An air filled parallel plate capacitor has a capacity \(2\ \text{pF}\). The separation of the plates is doubled and the interspace between the plates is filled with dielectric material, then the capacity is increased to \(6\ \text{pF}\). The dielectric constant of the material is

• A. 3
• B. 6
• C. 2
• D. 4

Hint:

When separation changes, first find the capacitance without the dielectric: doubling \(d\) alone would halve the capacitance. Then multiply by \(K\) to get the final value. Set up the ratio \(\frac{C_2}{C_1} = \frac{K}{2}\) to solve quickly.

Answer 1

The Correct Option is B

Step 1: Understanding the Question:
An air‑filled parallel plate capacitor has capacitance \(C_1 = 2\ \text{pF}\). The plate separation is then doubled (\(d' = 2d\)) and a dielectric material fills the space. The new capacitance becomes \(C_2 = 6\ \text{pF}\). We need the dielectric constant \(K\) of the material.

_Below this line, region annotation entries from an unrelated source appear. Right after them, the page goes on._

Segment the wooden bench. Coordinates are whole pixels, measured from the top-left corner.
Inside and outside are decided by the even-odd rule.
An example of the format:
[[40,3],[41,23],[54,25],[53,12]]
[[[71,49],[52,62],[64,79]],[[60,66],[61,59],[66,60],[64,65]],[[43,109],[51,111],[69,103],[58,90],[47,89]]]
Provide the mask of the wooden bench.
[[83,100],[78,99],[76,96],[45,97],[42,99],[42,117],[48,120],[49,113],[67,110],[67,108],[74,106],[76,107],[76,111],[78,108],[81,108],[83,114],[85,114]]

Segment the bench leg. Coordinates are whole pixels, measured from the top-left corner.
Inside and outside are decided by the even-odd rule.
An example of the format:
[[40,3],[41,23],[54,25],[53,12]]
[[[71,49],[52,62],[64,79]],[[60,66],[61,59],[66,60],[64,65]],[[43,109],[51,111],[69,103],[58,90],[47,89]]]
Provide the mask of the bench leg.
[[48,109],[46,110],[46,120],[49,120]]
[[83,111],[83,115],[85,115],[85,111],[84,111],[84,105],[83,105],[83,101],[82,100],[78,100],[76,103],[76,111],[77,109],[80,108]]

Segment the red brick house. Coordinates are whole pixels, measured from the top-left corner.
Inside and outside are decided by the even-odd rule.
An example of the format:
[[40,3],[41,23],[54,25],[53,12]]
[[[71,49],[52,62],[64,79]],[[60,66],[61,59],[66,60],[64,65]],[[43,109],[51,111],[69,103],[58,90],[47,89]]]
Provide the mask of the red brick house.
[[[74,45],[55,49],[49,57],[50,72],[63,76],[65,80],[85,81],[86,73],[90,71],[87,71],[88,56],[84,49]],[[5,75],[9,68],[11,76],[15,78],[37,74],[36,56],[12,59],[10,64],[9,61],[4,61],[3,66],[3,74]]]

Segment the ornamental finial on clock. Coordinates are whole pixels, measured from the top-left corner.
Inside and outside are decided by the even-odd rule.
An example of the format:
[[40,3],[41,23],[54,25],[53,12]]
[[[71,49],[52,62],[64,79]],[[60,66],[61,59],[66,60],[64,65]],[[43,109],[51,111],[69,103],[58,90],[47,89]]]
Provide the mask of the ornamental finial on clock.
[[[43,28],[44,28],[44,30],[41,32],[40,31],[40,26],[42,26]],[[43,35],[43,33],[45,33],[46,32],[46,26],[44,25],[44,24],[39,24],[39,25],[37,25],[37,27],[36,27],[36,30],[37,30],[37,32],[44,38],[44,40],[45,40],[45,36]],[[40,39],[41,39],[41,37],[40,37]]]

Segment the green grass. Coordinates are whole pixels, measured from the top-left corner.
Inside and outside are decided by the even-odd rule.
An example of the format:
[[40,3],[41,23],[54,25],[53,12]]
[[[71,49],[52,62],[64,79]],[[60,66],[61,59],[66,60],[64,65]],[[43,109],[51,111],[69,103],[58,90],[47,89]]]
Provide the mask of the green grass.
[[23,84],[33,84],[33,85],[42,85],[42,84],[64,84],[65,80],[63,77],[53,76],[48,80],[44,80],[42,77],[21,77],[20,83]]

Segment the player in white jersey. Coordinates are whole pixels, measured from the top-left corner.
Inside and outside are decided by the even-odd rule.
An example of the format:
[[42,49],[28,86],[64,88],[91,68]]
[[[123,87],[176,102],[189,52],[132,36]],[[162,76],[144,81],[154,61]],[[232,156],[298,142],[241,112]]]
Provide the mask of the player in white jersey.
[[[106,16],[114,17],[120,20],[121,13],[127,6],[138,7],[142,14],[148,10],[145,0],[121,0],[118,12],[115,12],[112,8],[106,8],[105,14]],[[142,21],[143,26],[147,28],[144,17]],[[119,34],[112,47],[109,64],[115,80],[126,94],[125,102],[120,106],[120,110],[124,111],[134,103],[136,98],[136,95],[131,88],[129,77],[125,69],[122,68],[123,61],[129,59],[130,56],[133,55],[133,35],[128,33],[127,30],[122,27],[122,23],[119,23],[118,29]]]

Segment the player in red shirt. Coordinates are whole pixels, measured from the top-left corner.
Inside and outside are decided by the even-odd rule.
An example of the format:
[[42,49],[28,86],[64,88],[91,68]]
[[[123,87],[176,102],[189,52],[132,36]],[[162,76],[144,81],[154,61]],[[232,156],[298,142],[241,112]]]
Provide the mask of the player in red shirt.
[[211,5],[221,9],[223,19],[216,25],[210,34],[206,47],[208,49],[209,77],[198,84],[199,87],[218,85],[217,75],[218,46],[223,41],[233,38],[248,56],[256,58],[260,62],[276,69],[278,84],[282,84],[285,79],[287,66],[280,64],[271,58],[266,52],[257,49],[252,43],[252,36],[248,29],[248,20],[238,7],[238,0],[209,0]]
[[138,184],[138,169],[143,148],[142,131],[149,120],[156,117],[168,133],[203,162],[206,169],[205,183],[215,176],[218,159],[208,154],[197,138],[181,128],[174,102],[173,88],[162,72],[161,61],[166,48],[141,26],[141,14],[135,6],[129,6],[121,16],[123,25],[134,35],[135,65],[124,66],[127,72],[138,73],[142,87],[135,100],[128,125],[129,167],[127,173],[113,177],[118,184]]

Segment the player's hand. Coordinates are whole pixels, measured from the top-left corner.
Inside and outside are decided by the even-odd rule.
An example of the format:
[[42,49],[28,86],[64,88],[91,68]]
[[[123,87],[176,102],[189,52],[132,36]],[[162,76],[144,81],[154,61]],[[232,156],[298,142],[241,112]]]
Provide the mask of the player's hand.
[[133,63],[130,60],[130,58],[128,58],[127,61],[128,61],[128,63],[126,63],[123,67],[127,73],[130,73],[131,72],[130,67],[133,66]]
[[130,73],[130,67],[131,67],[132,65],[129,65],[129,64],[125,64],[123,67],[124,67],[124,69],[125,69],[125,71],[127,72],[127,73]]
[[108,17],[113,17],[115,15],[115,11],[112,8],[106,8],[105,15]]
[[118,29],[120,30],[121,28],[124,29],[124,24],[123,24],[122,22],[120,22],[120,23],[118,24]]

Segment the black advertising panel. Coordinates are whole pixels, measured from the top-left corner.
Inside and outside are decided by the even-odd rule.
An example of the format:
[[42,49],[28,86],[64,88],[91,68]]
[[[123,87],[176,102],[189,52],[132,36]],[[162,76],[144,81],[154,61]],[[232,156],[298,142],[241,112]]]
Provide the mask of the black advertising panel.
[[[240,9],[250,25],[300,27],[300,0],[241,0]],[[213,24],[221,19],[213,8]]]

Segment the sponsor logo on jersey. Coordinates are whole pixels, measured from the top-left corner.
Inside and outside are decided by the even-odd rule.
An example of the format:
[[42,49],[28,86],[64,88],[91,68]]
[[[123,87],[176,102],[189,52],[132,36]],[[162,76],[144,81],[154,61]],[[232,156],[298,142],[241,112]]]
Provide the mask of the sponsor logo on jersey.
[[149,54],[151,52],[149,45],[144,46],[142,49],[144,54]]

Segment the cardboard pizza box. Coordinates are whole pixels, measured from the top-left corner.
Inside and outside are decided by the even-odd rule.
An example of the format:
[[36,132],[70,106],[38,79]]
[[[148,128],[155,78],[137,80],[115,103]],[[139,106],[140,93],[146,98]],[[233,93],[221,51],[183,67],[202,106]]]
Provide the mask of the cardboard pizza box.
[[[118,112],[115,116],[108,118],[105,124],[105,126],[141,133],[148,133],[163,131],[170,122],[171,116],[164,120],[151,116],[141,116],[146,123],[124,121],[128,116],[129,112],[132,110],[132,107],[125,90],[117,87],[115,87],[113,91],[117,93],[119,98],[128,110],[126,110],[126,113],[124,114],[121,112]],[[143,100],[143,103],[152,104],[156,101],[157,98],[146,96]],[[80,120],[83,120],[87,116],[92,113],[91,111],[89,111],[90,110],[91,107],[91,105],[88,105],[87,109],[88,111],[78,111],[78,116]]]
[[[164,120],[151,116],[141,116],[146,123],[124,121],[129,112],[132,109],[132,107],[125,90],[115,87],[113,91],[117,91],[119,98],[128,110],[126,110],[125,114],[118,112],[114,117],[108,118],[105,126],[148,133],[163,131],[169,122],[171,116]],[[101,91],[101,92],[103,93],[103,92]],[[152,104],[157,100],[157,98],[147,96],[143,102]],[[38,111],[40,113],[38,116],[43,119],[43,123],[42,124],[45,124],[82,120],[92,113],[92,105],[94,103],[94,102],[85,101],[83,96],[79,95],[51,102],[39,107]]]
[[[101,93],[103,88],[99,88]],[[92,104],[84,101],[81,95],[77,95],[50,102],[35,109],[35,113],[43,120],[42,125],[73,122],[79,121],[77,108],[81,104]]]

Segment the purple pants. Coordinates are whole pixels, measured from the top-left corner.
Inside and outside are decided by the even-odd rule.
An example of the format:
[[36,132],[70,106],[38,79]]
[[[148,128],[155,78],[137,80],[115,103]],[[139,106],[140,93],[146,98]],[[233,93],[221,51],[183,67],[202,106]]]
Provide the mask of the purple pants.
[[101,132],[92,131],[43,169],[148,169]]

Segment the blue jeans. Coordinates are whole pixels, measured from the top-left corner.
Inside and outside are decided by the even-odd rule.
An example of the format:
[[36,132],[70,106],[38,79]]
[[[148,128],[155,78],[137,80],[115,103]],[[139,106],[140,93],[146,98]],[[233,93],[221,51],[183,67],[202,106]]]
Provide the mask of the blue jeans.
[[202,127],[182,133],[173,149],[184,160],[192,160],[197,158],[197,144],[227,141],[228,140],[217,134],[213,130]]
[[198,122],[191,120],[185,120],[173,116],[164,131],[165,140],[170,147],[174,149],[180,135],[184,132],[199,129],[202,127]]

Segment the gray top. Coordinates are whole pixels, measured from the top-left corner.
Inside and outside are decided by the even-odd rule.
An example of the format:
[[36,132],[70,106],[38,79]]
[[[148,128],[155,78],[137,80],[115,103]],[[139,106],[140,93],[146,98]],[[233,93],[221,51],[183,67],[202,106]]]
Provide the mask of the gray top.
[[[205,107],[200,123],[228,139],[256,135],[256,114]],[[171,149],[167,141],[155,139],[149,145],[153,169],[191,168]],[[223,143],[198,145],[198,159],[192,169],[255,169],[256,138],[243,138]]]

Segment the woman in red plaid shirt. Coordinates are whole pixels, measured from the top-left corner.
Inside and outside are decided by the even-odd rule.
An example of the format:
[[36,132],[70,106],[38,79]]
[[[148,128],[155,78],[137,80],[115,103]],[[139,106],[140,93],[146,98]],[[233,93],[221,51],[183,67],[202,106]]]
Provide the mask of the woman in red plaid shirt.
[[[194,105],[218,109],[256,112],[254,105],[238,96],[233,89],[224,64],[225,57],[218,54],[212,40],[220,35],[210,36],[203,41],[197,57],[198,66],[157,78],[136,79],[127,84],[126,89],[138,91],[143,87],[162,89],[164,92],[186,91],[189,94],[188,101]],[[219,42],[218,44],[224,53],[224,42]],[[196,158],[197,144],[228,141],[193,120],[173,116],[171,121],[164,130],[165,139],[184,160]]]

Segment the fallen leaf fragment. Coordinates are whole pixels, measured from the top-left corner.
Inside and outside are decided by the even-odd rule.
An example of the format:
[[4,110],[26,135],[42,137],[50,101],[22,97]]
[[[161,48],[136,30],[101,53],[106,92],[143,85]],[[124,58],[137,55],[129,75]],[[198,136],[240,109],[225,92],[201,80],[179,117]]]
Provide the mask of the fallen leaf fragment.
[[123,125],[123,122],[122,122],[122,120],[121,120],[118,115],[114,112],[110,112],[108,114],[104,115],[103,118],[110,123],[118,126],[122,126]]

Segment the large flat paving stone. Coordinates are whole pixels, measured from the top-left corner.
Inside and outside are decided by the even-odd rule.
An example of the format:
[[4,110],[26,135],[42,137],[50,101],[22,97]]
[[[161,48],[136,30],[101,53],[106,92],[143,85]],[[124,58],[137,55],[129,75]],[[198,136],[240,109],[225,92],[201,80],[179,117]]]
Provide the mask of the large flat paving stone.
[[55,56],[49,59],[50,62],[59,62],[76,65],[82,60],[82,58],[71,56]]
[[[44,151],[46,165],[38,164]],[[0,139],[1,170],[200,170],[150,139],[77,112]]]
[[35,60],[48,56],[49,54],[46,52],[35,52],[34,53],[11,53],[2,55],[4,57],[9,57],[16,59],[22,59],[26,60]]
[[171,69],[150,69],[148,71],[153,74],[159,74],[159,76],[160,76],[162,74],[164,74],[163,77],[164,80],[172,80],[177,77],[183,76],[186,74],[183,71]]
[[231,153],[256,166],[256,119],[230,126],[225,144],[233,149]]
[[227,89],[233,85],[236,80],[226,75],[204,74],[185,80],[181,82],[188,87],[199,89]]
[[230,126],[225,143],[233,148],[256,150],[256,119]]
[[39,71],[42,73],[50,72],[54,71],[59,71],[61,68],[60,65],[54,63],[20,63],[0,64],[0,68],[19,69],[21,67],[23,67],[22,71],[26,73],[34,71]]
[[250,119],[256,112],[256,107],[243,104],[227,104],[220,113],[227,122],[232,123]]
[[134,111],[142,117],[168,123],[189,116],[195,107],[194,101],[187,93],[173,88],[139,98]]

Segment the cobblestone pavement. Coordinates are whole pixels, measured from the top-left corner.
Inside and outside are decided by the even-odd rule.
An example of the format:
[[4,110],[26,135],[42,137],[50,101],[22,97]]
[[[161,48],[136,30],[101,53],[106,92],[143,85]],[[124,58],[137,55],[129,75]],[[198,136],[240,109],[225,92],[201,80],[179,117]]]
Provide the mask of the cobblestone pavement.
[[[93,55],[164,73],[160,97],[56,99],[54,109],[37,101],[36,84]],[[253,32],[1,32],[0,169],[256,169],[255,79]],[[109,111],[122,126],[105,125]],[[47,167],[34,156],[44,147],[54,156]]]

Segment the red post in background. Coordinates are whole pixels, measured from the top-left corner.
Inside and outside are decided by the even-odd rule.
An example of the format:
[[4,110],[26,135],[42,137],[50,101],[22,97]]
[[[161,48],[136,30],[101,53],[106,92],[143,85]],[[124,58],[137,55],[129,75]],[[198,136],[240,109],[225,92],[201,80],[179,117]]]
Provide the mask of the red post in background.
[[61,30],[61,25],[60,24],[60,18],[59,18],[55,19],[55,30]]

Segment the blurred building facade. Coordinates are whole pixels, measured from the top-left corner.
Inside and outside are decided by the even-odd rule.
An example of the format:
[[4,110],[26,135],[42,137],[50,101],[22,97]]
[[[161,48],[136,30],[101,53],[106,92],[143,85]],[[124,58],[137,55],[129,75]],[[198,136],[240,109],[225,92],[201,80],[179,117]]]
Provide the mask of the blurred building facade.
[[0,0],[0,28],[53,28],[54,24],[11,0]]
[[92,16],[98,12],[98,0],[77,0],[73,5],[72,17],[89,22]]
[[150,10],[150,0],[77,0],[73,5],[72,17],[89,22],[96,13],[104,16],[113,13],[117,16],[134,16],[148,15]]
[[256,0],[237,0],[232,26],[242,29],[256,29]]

Step 2: Key Formula or Approach:
For a parallel plate capacitor: \[ C = \frac{\varepsilon_0 A}{d} \quad (\text{air filled}). \] When a dielectric of constant \(K\) is inserted and the separation changes: \[ C' = \frac{K \varepsilon_0 A}{d'}. \]

Step 3: Detailed Explanation:
Initially, with air (\(K=1\)): \[ C_1 = \frac{\varepsilon_0 A}{d} = 2\ \text{pF}. \] After doubling the separation and adding dielectric: \[ C_2 = \frac{K \varepsilon_0 A}{2d} = \frac{K}{2} \cdot \frac{\varepsilon_0 A}{d} = \frac{K}{2} \cdot C_1. \] Substitute the given values: \[ 6 = \frac{K}{2} \times 2 \quad \Rightarrow \quad 6 = K. \] Thus the dielectric constant \(K = 6\).

Step 4: Final Answer:
The dielectric constant is 6, which is option (B).